= Brooks Otis =

American classical philologist (1908–1977)

Brooks Otis (June 10, 1908 – July 26, 1977) was an American classicist. Otis was born in Boston, and he graduated from Harvard in 1929, took the M.A. in 1930, and received the Ph.D. in 1935. Otis taught at Hobart College from 1935 to 1957, then at American University of Beirut for one year before accepting a position at Stanford University as Professor of Classics. In 1970, he moved to the University of North Carolina at Chapel Hill, where he followed T. Robert S. Broughton as George L. Paddison Professor of Latin. While at Stanford, Otis was one of the founders of the Intercollegiate Center for Classical Studies in Rome, Italy, in 1965. He was a member of the Guild of Scholars of The Episcopal Church.

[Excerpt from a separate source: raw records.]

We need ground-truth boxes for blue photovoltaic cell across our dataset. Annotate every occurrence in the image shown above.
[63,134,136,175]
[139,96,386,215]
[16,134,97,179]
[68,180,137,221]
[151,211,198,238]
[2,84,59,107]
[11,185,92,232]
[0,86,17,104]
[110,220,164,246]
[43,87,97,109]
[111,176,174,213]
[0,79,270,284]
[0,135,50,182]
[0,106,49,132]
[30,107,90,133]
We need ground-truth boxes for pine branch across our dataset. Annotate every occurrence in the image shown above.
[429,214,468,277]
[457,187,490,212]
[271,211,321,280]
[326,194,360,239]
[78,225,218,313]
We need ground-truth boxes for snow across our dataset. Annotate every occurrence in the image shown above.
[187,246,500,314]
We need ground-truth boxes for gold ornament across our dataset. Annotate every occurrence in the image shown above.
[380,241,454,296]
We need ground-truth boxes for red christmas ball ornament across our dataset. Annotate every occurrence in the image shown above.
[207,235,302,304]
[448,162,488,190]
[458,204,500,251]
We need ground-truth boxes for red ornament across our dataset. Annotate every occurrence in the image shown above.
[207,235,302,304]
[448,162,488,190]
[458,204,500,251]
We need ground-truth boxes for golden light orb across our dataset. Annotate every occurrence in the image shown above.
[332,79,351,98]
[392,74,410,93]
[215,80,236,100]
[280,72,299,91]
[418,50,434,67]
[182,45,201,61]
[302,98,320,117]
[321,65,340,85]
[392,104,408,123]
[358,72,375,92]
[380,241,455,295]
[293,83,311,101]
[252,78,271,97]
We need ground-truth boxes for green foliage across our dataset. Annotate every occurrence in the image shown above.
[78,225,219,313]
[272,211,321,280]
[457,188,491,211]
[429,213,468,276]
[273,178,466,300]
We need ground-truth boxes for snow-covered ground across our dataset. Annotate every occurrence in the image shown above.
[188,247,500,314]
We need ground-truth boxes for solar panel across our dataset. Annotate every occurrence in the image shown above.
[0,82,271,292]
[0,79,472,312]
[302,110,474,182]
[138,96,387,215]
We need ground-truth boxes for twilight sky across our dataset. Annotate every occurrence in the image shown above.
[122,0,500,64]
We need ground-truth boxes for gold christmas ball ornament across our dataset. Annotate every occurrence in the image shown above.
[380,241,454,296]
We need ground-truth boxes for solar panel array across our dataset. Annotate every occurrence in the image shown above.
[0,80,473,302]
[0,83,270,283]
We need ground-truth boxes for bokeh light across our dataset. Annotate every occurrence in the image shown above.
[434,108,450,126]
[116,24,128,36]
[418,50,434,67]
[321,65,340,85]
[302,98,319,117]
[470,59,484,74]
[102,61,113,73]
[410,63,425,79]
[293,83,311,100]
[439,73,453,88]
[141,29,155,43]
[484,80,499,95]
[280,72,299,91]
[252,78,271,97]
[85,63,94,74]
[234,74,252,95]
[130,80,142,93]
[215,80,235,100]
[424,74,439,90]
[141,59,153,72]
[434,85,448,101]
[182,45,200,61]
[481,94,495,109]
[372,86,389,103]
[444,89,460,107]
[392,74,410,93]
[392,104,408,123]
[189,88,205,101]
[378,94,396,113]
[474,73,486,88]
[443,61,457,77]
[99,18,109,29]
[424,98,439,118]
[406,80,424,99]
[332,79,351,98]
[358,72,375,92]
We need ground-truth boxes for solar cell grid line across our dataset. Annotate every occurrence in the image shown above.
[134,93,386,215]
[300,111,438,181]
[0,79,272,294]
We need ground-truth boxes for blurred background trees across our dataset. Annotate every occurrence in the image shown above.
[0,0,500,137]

Otis was known for some of the most concise and penetrating critical essays written on classical literature. His first book, published at the age of 55, was Virgil: A Study in Civilized Poetry (1963), which was immediately recognized as a classic. He also wrote Ovid as an Epic Poet (1966) and the posthumous Cosmos and Tragedy: An Essay on the Meaning of Aeschylus (1981), edited with notes and a preface by E. Christian Kopff), which was part of a long manuscript left unfinished at his death, entitled "The Transcendence of Tragedy".